Surprise of the day has been news of a 0.6% drop in Euroland industrial production in June.  Analysts had anticipated a 0.6% increase.  The drop reverses a 0.6% in May and was led by a 4.2% plunge in consumer durable goods.  Output in Italy sank 1.2%, while such was flat in Germany and up 0.5% in France.  Industrial production fell 11.4% saar in the second quarter and 17.0% in the year to June.  The June level of output was slightly lower than the 2Q average.

Japanese industrial output growth in June was revised down a tenth to a gain of 2.3%, but such still fell by 23.5% from June 2008.  The ratio of inventories to shipments plunged 10.0% in June but rose 22.9% from June 2008.  Capacity climbed 2.3%, but capacity usage was unchanged.

Japanese domestic corporate goods prices rose 0.4% in July, the first increase since August 2008, but fell 8.5% year-over-year.  Export and import prices dropped by 1.5% and 1.1%.  Oil product prices led the increase in June.

Australian consumer confidence recorded a third straight improvement and booked the sharpest 3-month increase since at least 1975.  Australia’s quarterly labor cost index rose 0.8% in 2Q and 3.8% from 2Q08, down from 4.2% in the year to 1Q09.  The results were about as expected.

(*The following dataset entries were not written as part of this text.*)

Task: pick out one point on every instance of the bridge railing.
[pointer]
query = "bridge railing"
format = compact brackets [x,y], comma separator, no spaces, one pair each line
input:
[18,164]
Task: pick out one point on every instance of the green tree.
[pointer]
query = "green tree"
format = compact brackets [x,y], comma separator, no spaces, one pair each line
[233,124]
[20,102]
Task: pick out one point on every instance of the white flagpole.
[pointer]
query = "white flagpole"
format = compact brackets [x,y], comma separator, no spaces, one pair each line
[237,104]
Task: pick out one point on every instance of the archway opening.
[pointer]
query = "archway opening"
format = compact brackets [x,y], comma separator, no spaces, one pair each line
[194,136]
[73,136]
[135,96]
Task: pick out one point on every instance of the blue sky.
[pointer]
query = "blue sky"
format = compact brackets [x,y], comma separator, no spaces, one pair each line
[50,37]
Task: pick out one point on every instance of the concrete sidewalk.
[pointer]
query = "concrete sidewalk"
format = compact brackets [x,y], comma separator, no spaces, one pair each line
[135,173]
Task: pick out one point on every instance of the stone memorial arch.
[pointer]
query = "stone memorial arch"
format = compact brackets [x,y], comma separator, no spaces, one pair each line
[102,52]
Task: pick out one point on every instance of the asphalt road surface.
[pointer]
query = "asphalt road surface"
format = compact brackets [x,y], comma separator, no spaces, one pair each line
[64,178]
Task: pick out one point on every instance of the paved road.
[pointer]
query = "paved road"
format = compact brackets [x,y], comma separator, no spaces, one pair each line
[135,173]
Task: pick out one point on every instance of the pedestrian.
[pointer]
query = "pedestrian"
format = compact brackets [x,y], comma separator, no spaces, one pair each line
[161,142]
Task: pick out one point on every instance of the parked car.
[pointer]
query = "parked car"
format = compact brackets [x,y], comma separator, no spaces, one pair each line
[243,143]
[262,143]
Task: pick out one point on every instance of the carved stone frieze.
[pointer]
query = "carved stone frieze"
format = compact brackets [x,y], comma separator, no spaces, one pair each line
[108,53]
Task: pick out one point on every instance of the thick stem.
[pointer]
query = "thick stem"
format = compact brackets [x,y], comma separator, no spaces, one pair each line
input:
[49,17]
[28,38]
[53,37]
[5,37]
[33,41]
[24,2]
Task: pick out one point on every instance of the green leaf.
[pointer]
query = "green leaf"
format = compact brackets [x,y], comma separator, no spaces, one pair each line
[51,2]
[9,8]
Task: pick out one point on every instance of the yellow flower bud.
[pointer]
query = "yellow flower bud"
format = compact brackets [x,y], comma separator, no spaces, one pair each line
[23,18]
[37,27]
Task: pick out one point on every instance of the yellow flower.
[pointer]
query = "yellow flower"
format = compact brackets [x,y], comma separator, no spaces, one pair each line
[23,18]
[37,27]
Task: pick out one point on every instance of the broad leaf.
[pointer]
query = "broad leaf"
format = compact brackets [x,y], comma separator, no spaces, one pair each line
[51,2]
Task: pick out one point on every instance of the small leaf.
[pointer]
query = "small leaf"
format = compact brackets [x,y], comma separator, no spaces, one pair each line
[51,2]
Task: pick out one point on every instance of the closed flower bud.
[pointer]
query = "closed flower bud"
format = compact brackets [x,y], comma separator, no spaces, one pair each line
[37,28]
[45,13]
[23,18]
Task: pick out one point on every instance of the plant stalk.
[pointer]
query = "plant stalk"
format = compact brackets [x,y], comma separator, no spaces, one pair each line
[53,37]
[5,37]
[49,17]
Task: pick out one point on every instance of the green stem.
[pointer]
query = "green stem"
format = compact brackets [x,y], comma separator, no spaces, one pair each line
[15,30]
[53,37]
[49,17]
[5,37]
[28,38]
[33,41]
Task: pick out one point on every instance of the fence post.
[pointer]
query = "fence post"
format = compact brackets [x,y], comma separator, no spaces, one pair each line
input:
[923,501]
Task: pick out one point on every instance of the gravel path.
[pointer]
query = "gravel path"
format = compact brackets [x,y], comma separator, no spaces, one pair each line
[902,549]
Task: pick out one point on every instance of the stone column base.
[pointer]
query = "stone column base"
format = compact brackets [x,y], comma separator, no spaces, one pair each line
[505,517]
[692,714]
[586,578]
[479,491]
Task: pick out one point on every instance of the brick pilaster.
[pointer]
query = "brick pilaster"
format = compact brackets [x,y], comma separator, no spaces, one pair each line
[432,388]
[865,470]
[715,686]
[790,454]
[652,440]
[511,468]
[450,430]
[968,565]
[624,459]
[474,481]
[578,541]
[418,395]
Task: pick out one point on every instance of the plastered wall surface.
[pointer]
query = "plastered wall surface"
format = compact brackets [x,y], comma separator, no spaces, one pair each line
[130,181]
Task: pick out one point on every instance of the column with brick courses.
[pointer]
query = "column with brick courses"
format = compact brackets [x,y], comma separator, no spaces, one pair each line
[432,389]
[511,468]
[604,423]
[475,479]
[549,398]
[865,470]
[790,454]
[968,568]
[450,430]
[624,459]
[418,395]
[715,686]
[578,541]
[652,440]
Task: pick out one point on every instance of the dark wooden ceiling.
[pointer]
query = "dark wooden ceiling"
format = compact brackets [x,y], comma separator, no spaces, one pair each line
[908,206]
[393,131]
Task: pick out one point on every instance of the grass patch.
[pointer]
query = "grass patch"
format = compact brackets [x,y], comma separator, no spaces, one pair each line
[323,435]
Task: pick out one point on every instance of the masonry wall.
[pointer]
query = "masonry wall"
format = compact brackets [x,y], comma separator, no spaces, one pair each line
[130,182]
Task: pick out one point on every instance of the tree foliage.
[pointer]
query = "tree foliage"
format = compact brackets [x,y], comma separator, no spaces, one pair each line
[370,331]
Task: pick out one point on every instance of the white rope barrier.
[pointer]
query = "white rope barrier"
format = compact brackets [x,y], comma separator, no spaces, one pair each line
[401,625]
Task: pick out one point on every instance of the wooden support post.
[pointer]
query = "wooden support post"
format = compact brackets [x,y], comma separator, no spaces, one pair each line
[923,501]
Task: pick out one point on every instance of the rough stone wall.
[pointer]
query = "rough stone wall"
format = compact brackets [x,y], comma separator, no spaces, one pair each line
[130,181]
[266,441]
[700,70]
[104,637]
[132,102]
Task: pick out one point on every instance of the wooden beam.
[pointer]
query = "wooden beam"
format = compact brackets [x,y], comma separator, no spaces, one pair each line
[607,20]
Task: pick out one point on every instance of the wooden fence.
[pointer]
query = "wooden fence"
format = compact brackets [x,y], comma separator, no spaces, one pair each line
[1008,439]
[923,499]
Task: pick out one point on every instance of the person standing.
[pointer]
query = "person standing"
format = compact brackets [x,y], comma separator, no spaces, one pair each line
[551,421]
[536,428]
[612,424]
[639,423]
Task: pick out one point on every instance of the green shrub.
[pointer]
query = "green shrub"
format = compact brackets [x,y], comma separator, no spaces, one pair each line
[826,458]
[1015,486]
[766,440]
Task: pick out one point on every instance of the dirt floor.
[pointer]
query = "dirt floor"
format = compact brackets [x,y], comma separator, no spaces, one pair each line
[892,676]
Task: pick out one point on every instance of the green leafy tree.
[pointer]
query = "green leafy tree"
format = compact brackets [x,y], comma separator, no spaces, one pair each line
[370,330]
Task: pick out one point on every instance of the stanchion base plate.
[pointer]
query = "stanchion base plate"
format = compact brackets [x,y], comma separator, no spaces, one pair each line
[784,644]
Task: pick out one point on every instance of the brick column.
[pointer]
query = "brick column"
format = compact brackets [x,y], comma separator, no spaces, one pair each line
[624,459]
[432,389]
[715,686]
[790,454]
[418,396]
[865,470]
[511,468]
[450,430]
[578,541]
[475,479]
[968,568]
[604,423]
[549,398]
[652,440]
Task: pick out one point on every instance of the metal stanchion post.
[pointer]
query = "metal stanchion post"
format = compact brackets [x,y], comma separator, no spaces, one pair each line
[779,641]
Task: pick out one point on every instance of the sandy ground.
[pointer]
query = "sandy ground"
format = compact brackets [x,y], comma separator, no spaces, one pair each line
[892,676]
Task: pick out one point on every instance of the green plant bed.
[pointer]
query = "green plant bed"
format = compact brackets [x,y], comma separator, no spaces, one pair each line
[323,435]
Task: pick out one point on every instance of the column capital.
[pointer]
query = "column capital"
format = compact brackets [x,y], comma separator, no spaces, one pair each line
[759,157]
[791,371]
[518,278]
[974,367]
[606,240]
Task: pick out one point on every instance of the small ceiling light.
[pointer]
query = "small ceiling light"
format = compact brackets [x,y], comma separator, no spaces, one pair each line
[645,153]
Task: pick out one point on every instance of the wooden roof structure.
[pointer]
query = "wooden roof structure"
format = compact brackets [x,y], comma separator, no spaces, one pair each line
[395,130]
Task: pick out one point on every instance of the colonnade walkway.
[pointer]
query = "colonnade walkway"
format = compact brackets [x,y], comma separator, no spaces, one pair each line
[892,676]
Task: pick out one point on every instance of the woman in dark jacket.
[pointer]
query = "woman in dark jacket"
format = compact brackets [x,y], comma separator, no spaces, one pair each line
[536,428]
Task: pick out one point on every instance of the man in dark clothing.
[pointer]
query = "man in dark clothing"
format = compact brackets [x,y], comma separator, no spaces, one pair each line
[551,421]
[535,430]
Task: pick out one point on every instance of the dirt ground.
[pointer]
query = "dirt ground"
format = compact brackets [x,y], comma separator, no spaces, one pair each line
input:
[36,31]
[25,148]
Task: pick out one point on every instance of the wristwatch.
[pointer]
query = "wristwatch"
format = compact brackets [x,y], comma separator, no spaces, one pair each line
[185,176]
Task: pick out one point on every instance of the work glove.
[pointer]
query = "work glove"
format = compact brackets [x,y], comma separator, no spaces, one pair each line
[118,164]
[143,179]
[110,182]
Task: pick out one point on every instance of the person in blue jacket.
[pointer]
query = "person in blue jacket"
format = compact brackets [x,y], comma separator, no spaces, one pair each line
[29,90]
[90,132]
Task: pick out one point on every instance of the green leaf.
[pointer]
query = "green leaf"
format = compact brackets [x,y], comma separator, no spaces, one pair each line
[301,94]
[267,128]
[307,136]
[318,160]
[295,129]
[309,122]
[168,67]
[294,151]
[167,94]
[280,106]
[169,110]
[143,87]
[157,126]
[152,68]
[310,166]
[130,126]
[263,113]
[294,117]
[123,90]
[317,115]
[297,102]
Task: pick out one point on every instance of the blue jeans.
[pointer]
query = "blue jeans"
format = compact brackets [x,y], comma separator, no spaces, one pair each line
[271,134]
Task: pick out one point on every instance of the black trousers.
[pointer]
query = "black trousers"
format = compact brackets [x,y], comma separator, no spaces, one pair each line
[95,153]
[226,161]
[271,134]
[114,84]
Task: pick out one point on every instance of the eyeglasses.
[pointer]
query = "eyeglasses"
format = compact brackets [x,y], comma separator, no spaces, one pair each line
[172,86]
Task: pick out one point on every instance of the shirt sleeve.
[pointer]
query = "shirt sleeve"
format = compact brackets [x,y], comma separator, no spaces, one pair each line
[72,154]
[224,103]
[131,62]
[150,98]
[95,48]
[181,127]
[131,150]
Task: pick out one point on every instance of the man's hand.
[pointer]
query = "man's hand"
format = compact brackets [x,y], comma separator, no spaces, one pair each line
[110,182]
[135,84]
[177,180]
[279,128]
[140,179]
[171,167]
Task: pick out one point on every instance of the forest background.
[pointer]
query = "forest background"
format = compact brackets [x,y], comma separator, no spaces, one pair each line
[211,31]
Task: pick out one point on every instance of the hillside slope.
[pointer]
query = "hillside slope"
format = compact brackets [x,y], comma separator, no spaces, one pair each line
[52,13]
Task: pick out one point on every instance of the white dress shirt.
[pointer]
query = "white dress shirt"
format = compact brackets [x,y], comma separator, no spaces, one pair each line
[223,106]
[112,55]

Greek real GDP as a change from a year earlier finally moved into negative territory.  Such dipped 0.2% in the year to 2Q09 compared to gains of 0.3% in 1Q09, 2.8% in full-2008 and 4.0% in 2007.  Home sales in Spain dropped 26% in the year to June after a 32% on-year decline in May.  French consumer prices fell by 0.4% in July and 0.7% from July 2008.  Price weakness was led by energy and food, and core inflation accelerated surprisingly sharply to 2.2% from 1.5%.

The Bank of England’s quarterly inflation report paints a somber economic outlook still full of uncertainty and attaches greater likelihood to sub-target rather than above-target CPI inflation in the medium term  Governor King stressed that levels of activity, which are now extremely depressed, will be more important in setting inflation than the growth of activity.

British labor statistics were also released.  The claimant unemployment count increased 24.9K and by a tenth to 4.9% of the labor force.  The unemployment level of 2.44 million hasn’t been higher since 1995.  Average wage earnings posted on-year growth of 2.5% in 2Q both with and without including bonus pay.

Norwegian retail sales volume fell 2.5% in June and recorded a gain of just 1.0% from a year earlier.

South Korean unemployment declined to a 6-month low in July of 3.7% from 3.9% in June.

South African retail sales fell 6.7% in the year to June, the fifth sub-zero result in a row.

India’s industrial production advanced 7.8% in the year to June, a 16-month high.

In China, speculation as ebbed in the wake of yesterday’s softer-than-expected data releases that monetary policy may soon begin to be tightened.

Romania’s current account deficit in 1H09 was 73% smaller than in the first half of 2008.

Aside from the FOMC statement, investors await a rate decision in Norway, where the key rate is likely to hold at 1.25%.  Canada and the United States release trade figures at 12:30 GMT.  Canadian house prices arrive too, as do monthly U.S. federal budget figures.